The bulk of the film is based around this event, and while questions are answered it takes a while to get there.
Gilroy's screenplay with brother Dan is smart, correlating with the events of Ultimatum nicely.
Scenes from that film are linked in seamlessly in relation to talks previously behind closed doors, where Retired Colonel Eric Byer (Edward Norton) is approached for help by CIA director Ezra Kramer (Scott Glenn). As the new kid on the block, he gets a heavy task of having to decide who dies.
But a stretched beginning draws out the few real events of the film and reveals a lack of depth with the overall plot.
Aaron is fleshed out enough to reveal why he chose to involve himself in the program but it hardly feels complete; some mystery should remain, yes, but what gives him the real drive to do what he does is questionable.
Thankfully, the action sequences largely make up for this. As arguably the highest expectation in the lead-up to its release, Legacy gives us one hell of a chase.

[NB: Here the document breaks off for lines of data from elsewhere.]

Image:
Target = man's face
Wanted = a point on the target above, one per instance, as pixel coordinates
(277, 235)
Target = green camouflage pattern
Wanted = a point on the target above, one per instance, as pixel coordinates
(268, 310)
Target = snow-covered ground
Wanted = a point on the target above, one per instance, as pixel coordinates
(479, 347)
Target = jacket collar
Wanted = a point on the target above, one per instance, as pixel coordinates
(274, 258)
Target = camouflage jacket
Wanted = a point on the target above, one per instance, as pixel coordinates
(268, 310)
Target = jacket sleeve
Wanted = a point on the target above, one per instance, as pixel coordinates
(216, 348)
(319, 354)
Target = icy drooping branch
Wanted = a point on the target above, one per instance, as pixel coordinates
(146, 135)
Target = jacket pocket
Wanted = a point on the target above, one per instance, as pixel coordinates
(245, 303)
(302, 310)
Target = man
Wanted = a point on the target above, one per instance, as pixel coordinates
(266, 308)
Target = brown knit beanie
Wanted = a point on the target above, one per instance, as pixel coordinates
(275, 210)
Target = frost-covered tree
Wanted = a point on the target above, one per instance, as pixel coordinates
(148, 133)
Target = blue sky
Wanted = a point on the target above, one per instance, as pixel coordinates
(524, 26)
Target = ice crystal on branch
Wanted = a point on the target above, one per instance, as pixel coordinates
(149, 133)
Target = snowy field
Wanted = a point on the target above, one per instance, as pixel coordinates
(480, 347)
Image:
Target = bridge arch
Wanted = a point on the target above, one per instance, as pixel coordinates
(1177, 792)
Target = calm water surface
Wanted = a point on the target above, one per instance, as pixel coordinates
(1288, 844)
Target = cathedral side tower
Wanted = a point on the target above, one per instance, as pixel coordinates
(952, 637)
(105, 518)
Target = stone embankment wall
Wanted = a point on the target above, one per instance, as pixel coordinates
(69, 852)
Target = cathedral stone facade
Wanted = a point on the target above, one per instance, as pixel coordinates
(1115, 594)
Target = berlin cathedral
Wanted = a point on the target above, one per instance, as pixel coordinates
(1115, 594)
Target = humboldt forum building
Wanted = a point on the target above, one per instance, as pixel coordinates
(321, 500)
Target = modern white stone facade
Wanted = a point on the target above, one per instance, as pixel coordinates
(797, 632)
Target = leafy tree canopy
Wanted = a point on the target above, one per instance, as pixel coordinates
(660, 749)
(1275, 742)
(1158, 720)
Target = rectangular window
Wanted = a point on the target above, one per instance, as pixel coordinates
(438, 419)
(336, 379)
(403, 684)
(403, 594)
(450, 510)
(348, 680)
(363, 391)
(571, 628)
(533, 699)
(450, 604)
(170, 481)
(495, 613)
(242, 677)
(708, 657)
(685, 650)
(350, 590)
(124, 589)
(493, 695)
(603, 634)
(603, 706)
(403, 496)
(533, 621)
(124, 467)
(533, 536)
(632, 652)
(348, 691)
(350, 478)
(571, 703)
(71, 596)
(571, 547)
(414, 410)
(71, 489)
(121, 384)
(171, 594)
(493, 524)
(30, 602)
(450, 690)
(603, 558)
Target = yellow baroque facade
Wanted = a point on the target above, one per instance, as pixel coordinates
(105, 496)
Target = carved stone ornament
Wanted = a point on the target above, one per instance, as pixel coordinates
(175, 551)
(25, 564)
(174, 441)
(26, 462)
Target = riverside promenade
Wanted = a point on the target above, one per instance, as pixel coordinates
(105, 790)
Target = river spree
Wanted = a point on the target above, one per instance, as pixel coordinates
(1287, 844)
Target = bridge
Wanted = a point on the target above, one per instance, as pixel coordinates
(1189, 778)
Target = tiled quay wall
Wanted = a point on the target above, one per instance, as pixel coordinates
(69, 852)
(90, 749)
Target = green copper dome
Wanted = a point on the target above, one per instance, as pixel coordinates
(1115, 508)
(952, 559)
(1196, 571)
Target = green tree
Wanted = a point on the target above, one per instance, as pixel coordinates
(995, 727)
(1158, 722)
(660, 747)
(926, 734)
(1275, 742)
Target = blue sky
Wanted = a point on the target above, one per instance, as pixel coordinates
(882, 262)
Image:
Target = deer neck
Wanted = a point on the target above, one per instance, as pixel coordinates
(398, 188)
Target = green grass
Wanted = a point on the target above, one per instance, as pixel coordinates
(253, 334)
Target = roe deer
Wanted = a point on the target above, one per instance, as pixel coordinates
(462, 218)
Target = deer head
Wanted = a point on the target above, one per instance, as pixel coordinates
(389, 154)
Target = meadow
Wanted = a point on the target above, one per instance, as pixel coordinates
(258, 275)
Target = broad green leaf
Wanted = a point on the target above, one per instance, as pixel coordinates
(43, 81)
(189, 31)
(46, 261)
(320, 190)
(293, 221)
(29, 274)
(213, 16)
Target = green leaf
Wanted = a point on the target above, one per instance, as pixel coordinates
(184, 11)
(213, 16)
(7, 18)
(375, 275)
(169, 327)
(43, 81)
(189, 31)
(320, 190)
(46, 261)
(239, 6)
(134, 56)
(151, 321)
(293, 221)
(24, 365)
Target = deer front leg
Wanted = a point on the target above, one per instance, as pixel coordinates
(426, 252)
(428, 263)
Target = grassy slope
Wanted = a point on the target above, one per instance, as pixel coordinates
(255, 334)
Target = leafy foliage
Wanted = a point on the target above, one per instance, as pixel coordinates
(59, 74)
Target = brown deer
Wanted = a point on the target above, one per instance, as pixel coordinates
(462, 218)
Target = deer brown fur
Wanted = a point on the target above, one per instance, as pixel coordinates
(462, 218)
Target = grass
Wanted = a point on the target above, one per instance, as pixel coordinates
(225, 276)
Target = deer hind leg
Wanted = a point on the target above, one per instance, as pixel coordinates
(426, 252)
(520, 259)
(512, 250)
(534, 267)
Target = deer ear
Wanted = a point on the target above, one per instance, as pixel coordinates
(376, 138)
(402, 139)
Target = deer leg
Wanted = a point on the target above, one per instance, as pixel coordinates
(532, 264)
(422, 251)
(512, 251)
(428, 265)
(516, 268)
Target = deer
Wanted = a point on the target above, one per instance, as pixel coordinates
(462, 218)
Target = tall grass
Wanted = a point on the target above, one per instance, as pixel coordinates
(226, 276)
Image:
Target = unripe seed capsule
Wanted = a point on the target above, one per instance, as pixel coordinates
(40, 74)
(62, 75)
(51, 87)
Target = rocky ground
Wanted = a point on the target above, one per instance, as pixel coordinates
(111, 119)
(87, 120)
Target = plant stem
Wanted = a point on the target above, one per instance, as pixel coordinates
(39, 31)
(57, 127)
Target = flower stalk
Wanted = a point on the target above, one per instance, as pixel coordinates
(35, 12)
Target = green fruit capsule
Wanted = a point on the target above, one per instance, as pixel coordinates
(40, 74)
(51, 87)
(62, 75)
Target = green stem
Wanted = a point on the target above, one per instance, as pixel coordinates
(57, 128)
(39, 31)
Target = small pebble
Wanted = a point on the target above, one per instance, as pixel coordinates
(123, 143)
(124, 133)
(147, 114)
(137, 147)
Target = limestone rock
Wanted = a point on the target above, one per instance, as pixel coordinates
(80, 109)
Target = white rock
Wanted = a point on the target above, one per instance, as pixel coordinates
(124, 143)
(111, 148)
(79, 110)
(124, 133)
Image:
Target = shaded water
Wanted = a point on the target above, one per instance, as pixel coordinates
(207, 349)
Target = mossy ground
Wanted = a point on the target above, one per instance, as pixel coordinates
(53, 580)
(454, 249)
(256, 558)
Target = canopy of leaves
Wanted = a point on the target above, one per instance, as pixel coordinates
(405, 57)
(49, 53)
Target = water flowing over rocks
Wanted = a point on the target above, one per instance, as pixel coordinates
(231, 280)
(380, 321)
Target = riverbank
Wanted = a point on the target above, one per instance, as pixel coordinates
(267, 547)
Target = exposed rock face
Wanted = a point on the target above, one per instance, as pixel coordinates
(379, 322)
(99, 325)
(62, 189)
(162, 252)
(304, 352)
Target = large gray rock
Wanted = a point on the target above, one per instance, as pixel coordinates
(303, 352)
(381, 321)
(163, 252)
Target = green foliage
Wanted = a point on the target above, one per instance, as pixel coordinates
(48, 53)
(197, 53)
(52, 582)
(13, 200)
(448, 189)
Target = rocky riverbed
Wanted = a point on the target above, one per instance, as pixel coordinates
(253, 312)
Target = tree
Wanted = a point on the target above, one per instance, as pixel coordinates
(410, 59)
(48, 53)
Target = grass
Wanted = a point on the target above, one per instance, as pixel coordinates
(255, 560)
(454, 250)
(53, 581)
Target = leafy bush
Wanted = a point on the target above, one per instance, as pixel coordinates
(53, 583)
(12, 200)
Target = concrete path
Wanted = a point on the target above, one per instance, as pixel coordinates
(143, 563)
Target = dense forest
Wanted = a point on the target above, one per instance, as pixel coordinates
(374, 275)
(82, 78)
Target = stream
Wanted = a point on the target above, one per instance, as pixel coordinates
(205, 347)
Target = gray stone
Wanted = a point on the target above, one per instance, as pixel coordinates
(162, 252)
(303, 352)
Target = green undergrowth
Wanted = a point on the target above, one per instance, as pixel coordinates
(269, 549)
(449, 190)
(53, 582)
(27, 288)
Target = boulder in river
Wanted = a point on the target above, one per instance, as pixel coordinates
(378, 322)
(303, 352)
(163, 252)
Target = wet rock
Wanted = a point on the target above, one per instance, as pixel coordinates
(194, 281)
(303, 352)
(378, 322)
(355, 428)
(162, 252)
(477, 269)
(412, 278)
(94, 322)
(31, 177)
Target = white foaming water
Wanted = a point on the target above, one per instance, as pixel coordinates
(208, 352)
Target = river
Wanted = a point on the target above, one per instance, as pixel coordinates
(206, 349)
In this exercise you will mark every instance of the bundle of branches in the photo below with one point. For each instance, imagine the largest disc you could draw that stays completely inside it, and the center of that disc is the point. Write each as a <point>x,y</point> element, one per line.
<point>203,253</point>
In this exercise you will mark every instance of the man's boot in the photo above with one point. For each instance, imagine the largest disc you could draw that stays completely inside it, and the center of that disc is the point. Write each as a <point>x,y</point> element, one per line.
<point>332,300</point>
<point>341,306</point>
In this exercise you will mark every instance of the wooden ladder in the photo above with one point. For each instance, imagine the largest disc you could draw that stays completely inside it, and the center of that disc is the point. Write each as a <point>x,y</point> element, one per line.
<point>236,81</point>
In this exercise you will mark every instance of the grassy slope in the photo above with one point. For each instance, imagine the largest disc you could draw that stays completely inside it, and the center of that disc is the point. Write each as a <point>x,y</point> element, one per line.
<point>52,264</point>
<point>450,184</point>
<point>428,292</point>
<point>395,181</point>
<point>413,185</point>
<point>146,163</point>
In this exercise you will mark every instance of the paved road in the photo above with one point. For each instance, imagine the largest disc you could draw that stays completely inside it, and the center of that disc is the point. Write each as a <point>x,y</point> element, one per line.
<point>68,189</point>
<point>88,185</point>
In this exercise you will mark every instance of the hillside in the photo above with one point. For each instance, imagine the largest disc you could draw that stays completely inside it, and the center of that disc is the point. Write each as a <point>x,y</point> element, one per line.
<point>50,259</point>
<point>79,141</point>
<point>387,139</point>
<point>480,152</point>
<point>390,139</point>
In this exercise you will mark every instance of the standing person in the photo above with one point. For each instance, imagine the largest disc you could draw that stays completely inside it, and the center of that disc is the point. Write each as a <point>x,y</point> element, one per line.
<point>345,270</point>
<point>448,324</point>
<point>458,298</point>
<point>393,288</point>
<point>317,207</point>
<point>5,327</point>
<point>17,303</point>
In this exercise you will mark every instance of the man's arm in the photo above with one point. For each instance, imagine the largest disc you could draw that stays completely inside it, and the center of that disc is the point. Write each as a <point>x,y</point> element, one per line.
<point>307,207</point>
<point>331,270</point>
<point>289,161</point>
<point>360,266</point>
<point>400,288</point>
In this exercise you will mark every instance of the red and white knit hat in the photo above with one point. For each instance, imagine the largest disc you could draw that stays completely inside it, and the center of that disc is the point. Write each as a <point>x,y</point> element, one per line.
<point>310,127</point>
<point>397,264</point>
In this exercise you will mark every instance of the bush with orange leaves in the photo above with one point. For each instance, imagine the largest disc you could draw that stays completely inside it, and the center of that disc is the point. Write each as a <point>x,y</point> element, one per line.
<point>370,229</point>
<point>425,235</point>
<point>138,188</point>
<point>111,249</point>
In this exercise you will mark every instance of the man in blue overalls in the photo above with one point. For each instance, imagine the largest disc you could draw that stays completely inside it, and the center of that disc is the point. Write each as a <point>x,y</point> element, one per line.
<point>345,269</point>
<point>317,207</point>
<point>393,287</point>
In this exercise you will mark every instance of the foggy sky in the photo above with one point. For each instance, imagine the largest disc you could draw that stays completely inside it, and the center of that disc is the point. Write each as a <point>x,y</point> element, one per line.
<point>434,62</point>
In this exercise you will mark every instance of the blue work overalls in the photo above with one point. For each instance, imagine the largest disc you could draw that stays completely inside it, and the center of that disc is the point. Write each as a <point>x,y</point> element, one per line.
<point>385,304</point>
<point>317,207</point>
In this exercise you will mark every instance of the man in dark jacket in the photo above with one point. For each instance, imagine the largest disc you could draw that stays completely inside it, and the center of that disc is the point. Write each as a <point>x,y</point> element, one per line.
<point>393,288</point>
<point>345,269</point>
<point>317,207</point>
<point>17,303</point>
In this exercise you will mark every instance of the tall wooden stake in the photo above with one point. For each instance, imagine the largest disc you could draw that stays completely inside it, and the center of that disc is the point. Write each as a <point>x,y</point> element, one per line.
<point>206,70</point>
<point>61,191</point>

The camerawork from Robert Elswit is frenetic, often to the point of exhaustion, but maintains that fast pace to reiterate the urgency of the situation.
As a director for the first time in the series, Gilroy keeps the overall pace much the same, making use of the great Alaskan landscape as well as the bustle of Manila to take it international.
Renner can fit the bill as a new potential hero, effortless in a street fight and persuasive in conversation. Weisz and Norton also do well to fit into the mould, while the return of much of the original cast is comforting. It does hold up to the legacy, but to establish a new hero takes time.